From: Mel Gorman <mel@csn.ul.ie>
To: Andrew Morton <akpm@linux-foundation.org>
Cc: linux-mm@kvack.org, penberg@cs.helsinki.fi, riel@redhat.com,
kosaki.motohiro@jp.fujitsu.com, cl@linux-foundation.org,
hannes@cmpxchg.org, npiggin@suse.de,
linux-kernel@vger.kernel.org, ming.m.lin@intel.com,
yanmin_zhang@linux.intel.com
Subject: Re: [PATCH 20/20] Get rid of the concept of hot/cold page freeing
Date: Thu, 26 Feb 2009 16:37:51 +0000 [thread overview]
Message-ID: <20090226163751.GG32756@csn.ul.ie> (raw)
In-Reply-To: <20090225081954.8776ba9b.akpm@linux-foundation.org>
On Wed, Feb 25, 2009 at 08:19:54AM -0800, Andrew Morton wrote:
> On Wed, 25 Feb 2009 16:01:25 +0000 Mel Gorman <mel@csn.ul.ie> wrote:
>
> > ...
> >
> > > That would rub out the benefit which that microbenchmark
> > > demonstrated?
> > >
> >
> > It'd impact it for sure. Due to the non-temporal stores, I'm surprised
> > there is any measurable impact from the patch. This has likely been the
> > case since commit 0812a579c92fefa57506821fa08e90f47cb6dbdd. My reading of
> > this (someone correct/enlighten) is that even if the data was cache hot,
> > it is pushed out as a result of the non-temporal access.
>
> yup, that's my understanding.
>
> > The changelog doesn't give the reasoning for using uncached accesses but maybe
> > it's because for filesystem writes, it is not expected that the data will be
> > accessed by the CPU any more and the storage device driver has less work to
> > do to ensure the data in memory is not dirty in cache (this is speculation,
> > I don't know for sure what the expected benefit is meant to be but it might
> > be in the manual, I'll check later).
> >
> > Thinking of alternative microbenchmarks that might show this up....
>
> Well, 0812a579c92fefa57506821fa08e90f47cb6dbdd is beeing actively
> discussed over in the "Performance regression in write() syscall"

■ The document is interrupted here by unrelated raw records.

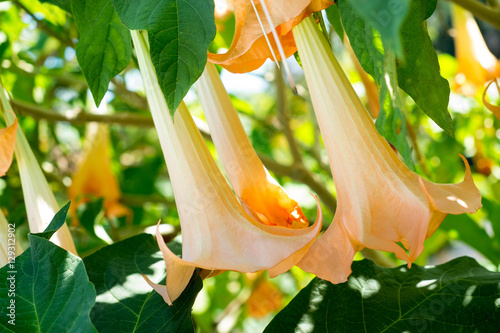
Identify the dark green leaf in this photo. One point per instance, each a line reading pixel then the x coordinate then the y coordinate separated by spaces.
pixel 63 4
pixel 52 291
pixel 368 48
pixel 333 15
pixel 459 296
pixel 57 221
pixel 135 14
pixel 386 17
pixel 419 73
pixel 104 48
pixel 473 235
pixel 125 302
pixel 180 32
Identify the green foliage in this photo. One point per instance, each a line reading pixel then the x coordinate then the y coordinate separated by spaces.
pixel 386 17
pixel 105 45
pixel 52 290
pixel 380 64
pixel 125 302
pixel 458 296
pixel 179 35
pixel 419 73
pixel 63 4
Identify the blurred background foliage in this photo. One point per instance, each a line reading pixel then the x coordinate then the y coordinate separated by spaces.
pixel 39 68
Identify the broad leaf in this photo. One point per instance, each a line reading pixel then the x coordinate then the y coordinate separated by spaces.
pixel 52 290
pixel 386 17
pixel 459 296
pixel 105 45
pixel 367 46
pixel 419 73
pixel 125 302
pixel 180 32
pixel 63 4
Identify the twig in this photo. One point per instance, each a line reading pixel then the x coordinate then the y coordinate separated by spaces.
pixel 284 117
pixel 298 173
pixel 482 11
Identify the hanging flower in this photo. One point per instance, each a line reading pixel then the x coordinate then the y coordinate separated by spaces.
pixel 380 201
pixel 249 48
pixel 40 202
pixel 476 64
pixel 252 183
pixel 217 232
pixel 7 144
pixel 94 175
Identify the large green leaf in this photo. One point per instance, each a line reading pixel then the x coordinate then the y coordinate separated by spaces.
pixel 63 4
pixel 419 73
pixel 51 287
pixel 459 296
pixel 125 302
pixel 367 46
pixel 385 16
pixel 180 32
pixel 105 45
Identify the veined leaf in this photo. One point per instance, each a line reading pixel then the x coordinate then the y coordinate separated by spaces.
pixel 385 16
pixel 419 73
pixel 180 32
pixel 105 45
pixel 459 296
pixel 125 302
pixel 51 287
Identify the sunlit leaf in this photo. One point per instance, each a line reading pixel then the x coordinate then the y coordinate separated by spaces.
pixel 458 296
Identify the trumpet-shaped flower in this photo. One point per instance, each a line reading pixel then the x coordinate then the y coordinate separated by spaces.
pixel 251 182
pixel 7 144
pixel 8 249
pixel 476 64
pixel 94 175
pixel 249 48
pixel 40 202
pixel 380 201
pixel 217 232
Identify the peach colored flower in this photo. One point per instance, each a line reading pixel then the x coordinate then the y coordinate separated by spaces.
pixel 380 201
pixel 217 232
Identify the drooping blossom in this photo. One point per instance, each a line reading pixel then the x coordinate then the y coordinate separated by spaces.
pixel 382 205
pixel 41 205
pixel 476 64
pixel 7 144
pixel 249 48
pixel 217 232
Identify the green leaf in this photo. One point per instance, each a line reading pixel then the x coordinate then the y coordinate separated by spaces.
pixel 333 15
pixel 459 296
pixel 105 45
pixel 57 221
pixel 125 302
pixel 367 46
pixel 89 213
pixel 180 32
pixel 63 4
pixel 419 73
pixel 386 17
pixel 473 235
pixel 52 291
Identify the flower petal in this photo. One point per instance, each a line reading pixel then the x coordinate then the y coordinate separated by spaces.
pixel 380 201
pixel 249 48
pixel 217 233
pixel 7 144
pixel 265 198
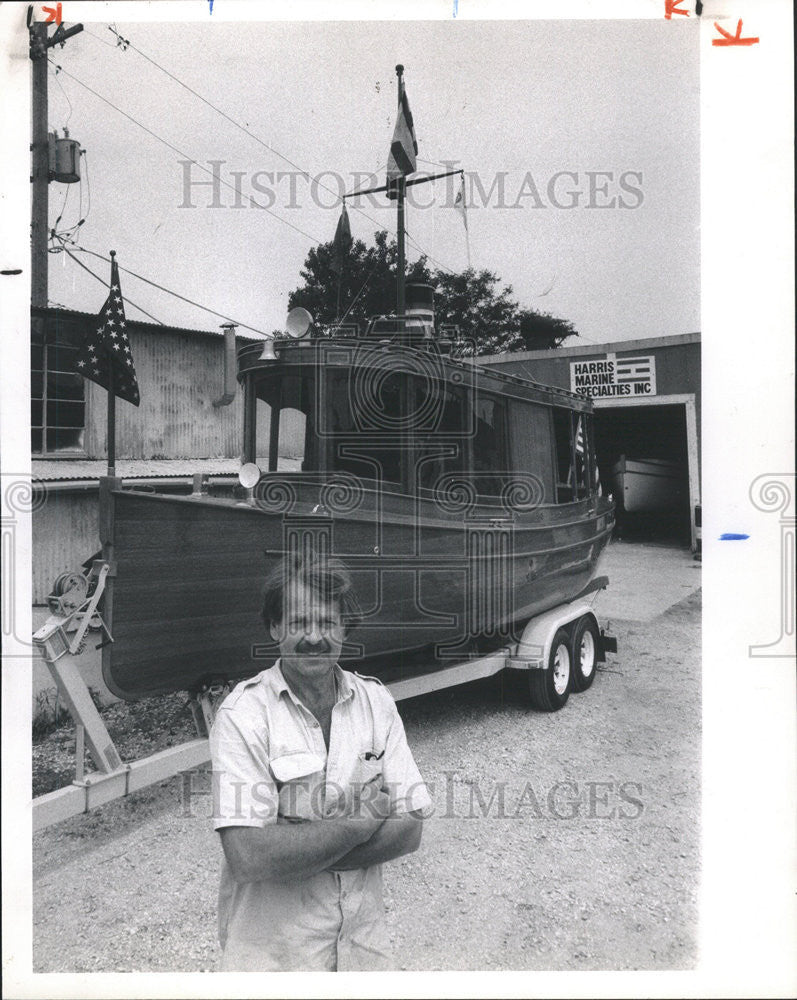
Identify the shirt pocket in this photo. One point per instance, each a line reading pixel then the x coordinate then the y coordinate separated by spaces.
pixel 300 782
pixel 367 769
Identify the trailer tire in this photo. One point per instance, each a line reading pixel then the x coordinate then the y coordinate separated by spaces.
pixel 549 689
pixel 586 643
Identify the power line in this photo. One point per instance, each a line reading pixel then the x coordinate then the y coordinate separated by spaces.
pixel 304 173
pixel 176 295
pixel 175 149
pixel 105 283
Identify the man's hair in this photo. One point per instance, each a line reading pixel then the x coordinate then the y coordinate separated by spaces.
pixel 327 578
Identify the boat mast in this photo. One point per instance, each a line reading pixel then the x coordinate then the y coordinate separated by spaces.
pixel 400 275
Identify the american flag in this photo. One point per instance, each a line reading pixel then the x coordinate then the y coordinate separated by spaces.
pixel 106 355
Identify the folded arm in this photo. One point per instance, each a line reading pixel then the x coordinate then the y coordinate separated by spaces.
pixel 284 852
pixel 400 834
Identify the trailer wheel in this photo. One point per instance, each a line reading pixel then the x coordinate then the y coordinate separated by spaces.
pixel 549 689
pixel 585 653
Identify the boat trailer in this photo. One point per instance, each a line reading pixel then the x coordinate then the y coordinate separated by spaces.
pixel 561 642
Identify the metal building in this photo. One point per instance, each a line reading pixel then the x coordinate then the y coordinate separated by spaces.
pixel 647 424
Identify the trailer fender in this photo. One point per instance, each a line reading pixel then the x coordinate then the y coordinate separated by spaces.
pixel 534 649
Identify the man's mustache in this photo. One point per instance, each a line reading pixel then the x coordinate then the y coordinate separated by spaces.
pixel 303 646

> thread. There are patches there which disable the movnt for
> less-than-PAGE_SIZE copies. Perhaps adapt those to disable movnt
> altogether to then see whether the use of movnt broke the advantages
> which hot-cold-pages gave us?
>
I checked just what that patch was doing with write-truncate and the results
show that using temporal access for small files appeared to have a huge
positive difference for the microbenchmark. It also showed that hot/cold
freeing (i.e. the current code) was a gain when temporal accesses were used
but then I saw a big problem with the benchmark.

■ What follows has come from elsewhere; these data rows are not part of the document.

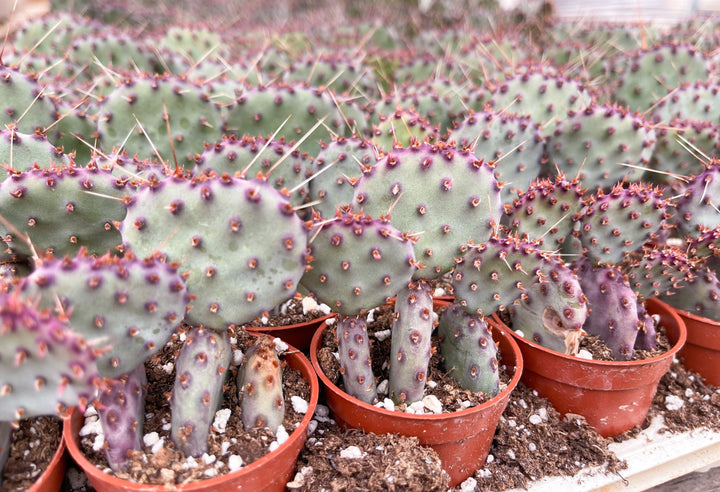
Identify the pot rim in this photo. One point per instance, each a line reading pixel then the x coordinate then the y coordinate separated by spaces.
pixel 695 317
pixel 604 364
pixel 504 393
pixel 281 328
pixel 300 432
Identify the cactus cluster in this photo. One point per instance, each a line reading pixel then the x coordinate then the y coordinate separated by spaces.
pixel 167 175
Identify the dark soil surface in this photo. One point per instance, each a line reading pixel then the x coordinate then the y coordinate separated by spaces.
pixel 532 440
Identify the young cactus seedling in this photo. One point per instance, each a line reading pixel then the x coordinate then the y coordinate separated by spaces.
pixel 422 190
pixel 260 386
pixel 359 263
pixel 242 249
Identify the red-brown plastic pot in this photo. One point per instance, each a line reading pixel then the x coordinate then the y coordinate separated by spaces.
pixel 701 352
pixel 462 439
pixel 52 478
pixel 613 396
pixel 298 335
pixel 269 474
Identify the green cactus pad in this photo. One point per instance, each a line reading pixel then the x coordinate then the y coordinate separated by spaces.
pixel 239 242
pixel 421 189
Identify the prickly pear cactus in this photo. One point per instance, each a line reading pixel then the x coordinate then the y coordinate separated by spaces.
pixel 239 242
pixel 260 386
pixel 601 145
pixel 195 44
pixel 247 156
pixel 647 76
pixel 696 210
pixel 420 189
pixel 552 311
pixel 400 128
pixel 45 367
pixel 29 107
pixel 654 272
pixel 694 101
pixel 494 274
pixel 61 209
pixel 469 350
pixel 139 111
pixel 542 96
pixel 22 152
pixel 261 111
pixel 617 223
pixel 410 348
pixel 358 263
pixel 613 307
pixel 200 370
pixel 354 355
pixel 336 168
pixel 511 142
pixel 546 212
pixel 121 410
pixel 133 305
pixel 679 151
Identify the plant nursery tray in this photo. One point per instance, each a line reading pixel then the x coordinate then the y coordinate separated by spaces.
pixel 653 458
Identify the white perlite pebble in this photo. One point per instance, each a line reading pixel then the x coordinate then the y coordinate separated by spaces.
pixel 352 452
pixel 299 404
pixel 235 462
pixel 535 419
pixel 585 354
pixel 221 418
pixel 416 407
pixel 99 442
pixel 238 357
pixel 468 485
pixel 383 334
pixel 312 425
pixel 280 346
pixel 673 402
pixel 151 438
pixel 309 305
pixel 432 404
pixel 92 426
pixel 281 435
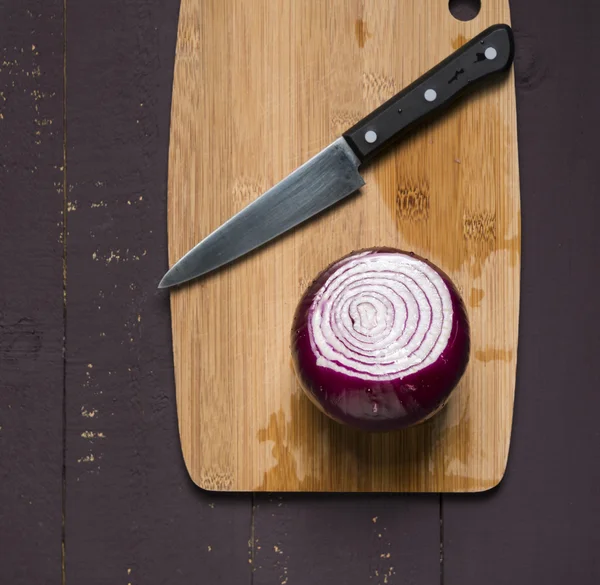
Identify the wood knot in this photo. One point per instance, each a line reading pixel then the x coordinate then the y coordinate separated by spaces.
pixel 341 120
pixel 378 88
pixel 412 203
pixel 247 190
pixel 215 479
pixel 362 33
pixel 480 227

The deviations between runs are huge - really huge and I had missed that
before. I redid the test to run a larger number of iterations and then 20
times in a row on a kernel with hot/cold freeing and I got;
size avg stddev
64 3.337564 0.619085
128 2.753963 0.461398
256 2.556934 0.461848
512 2.736831 0.475484
1024 2.561668 0.470887
2048 2.719766 0.478039
4096 2.963039 0.407311
8192 4.043475 0.236713
16384 6.098094 0.249132
32768 9.439190 0.143978
where size is the size of the write/truncate, avg is the average time and the
stddev is the standard deviation. For small sizes, it's too massive to draw
any reasonable conclusion from the microbenchmark. Factors like scheduling,
whether sync happened and a host of other issues muck up the results.
More importantly, I then checked how many times we freed cold pages during
the test and the answer is ..... *never*. They were all hot page releases
which is what my patch originally forced and the profiles agreed because they
showed no samples in the "if (cold)" branch. Cold pages were only freed if I
made kswapd kick off which was my original expectation as a system reclaiming
is currently polluting cache with scanning so it's not important.

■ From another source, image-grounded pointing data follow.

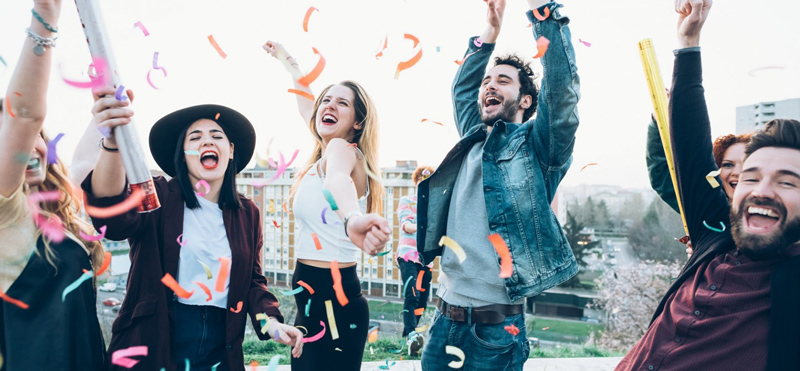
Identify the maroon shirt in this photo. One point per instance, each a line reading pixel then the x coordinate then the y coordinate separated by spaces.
pixel 719 320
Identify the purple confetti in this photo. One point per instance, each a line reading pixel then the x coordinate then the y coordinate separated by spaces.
pixel 52 156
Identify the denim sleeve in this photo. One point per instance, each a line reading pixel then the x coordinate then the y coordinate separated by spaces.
pixel 657 167
pixel 557 113
pixel 467 83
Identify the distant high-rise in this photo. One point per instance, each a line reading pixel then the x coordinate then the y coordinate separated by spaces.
pixel 753 117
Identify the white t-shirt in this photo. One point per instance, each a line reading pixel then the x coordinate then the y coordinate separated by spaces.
pixel 205 241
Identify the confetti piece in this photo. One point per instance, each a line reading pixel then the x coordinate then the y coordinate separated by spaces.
pixel 316 241
pixel 513 330
pixel 204 184
pixel 449 349
pixel 715 229
pixel 121 357
pixel 506 263
pixel 84 277
pixel 587 165
pixel 541 46
pixel 447 241
pixel 435 122
pixel 539 16
pixel 331 320
pixel 206 268
pixel 224 271
pixel 120 93
pixel 411 62
pixel 317 336
pixel 711 178
pixel 419 281
pixel 52 155
pixel 131 202
pixel 170 282
pixel 311 76
pixel 293 292
pixel 91 238
pixel 11 300
pixel 337 284
pixel 308 15
pixel 303 94
pixel 106 263
pixel 331 201
pixel 216 46
pixel 141 27
pixel 182 242
pixel 205 289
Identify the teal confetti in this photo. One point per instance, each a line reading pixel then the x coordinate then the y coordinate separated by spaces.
pixel 715 229
pixel 84 277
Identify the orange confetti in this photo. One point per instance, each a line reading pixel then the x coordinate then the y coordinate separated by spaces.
pixel 106 212
pixel 419 281
pixel 205 289
pixel 539 16
pixel 541 45
pixel 316 241
pixel 435 122
pixel 311 76
pixel 170 282
pixel 506 265
pixel 308 15
pixel 224 271
pixel 303 94
pixel 216 46
pixel 307 286
pixel 411 62
pixel 106 263
pixel 337 284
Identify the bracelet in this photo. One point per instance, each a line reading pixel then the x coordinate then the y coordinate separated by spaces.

Based on that nugget, the patch makes common sense because we never take the
cold branch at a time we care. Common sense also tells me the patch should
be an improvement because pagevec is smaller. Proving it's a good change is
not working out very well at all.
> argh.
>
> Sorry to be pushing all this kernel archeology at you.
Don't be. This was time well spent in my opinion.
> Sometimes I
> think we're insufficiently careful about removing old stuff - it can
> turn out that it wasn't that bad after all! (cf slab.c...)
>
Agreed. Better safe than sorry.
> > Repeated setup, populate and teardown of pagetables might show up something
> > as it should benefit if the pages were cache hot but the cost of faulting
> > and zeroing might hide it.
>
> Well, pagetables have been churning for years, with special-cased
> magazining, quicklists, magazining of known-to-be-zeroed pages, etc.
>
The known-to-be-zeroed pages is interesting and something I tried but didn't
get far enough with. One patch I did but didn't release would zero pages on
the free path if the was process exiting or if it was kswapd. It tracked if
the page was zero using page->index to record the order of the zerod page. On
allocation, it would check index and if a matching order, would not zero a
second time. I got this working for order-0 pages reliably but it didn't gain
anything because we were zeroing even more than we had to in the free path.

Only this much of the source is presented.